Estamos en una sala privada de un hotel en Ayacucho. El ambiente es de sala clandestina, porque nuestro guía nos está mostrando un video que él dice es secreto. Es del funeral, en 1982, de Edith Lagos, una niña de diecinueve años. Hija de un comerciante burgués, se había convertido en una notable guerrillera del Sendero Luminoso. Decían que recorría la sierra en un caballo blanco, socorriendo a los campesinos, y abatiendo a los gamonales y usureros. No está claro cómo la mataron. Pero la gente la quería mucho. Son miles los que colman la Plaza de Armas, aspirando a tocar el ataúd que emerge de la capilla ardiente, y que, portado en alto, parece una nave que flota por encima de la inmensa turba. Dicen que, en esa época, un sesenta por ciento de los ayacuchanos apoyaban a los senderistas. Curioso que después estos hayan optado por depredar su popularidad, dedicándose a torturar y a matar a los campesinos que no se les unían.
Todavía los ayacuchanos hablan con cautela de la terrible guerra que se dio entre los despiadados senderistas y los no menos salvajes militares, que operaban bajo el mando de comandantes con nombres como Camión, Jabalí o Tarántula. Había toque de queda a las seis de la tarde, y la gente, recluida en sus casas, solo aspiraba a que llegara pronto el alba. Porque los senderistas o militares se aprovechaban de que estuvieran encerrados. Irrumpían en las casas en la noche para llevarse a los jóvenes, que de allí desaparecían para siempre.
Felizmente ahora se puede visitar Ayacucho sin peligro. ¡Vale la pena! Sobre todo en Semana Santa, la razón por la que hemos venido. Son días de procesiones fastuosas, en las que participa el pueblo entero. Como la del Viernes Santo, cuando de la iglesia de Santo Domingo, del siglo diecisiete, salen en anda el Señor del Santo Sepulcro, y no muy lejos detrás, la Virgen Dolorosa. En la oscuridad de la noche, las andas iluminadas, portadas en alto, también parecen naves que flotan por encima de la turba.
Pero no hay nada como la misa de la Resurrección en la Catedral, a las 4 de la mañana del día domingo. Tratamos de llegar con tiempo para conseguir asiento. Imposible. El templo, también del siglo diecisiete, está atiborrado de gente. No importa, porque hemos conseguido un lugar privilegiado al lado de la gigantesca anda piramidal en que han de portar por la plaza la imagen del Cristo Resucitado. Al final de una misa que se hace corta por bien cantada, el Obispo hace un anuncio. «Cristo resucitó», proclama.

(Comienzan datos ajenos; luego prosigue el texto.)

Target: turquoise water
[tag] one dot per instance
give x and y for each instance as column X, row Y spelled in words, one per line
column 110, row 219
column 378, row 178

La gente contesta: «Eternamente resucitó», e irrumpe en vítores y aplausos, como en un estadio al anotarse un gol. «Este es el primer día del año», sentencia el Obispo, y la gente aplaude aún más. Por un pelo evito recibir un tremendo codazo en la cara: un hombre, a quien no había visto a mi lado, ha tirado con toda su fuerza una cuerda para prender las luces del anda. De allí nos piden abandonar el templo, para que el anda iluminada pueda salir. Son las cinco de la mañana, y en la plaza amanece. Junto al Cristo Resucitado, sale el sol, el Inti de los Incas, como para mostrar que también puede resucitar.
Da gusto ver la resurrección de Ayacucho entero, después de tantos años de guerra fanática. Han vuelto los turistas, a ver las numerosas iglesias barrocas y los fascinantes alrededores de la ciudad. El campo de batalla en que el Mariscal Sucre doblegó a los realistas en 1824; Quinua, un pueblito de alfareros, poco cambiado desde la colonia, y la ciudadela desde la cual los Huari, mucho antes que los Incas, conquistaron una buena parte del Perú.
Ayacucho en quechua significa rincón de la muerte, y lo fue hace no mucho, pero está convertido en un rincón de la esperanza; un símbolo del Perú pacífico y boyante de hoy.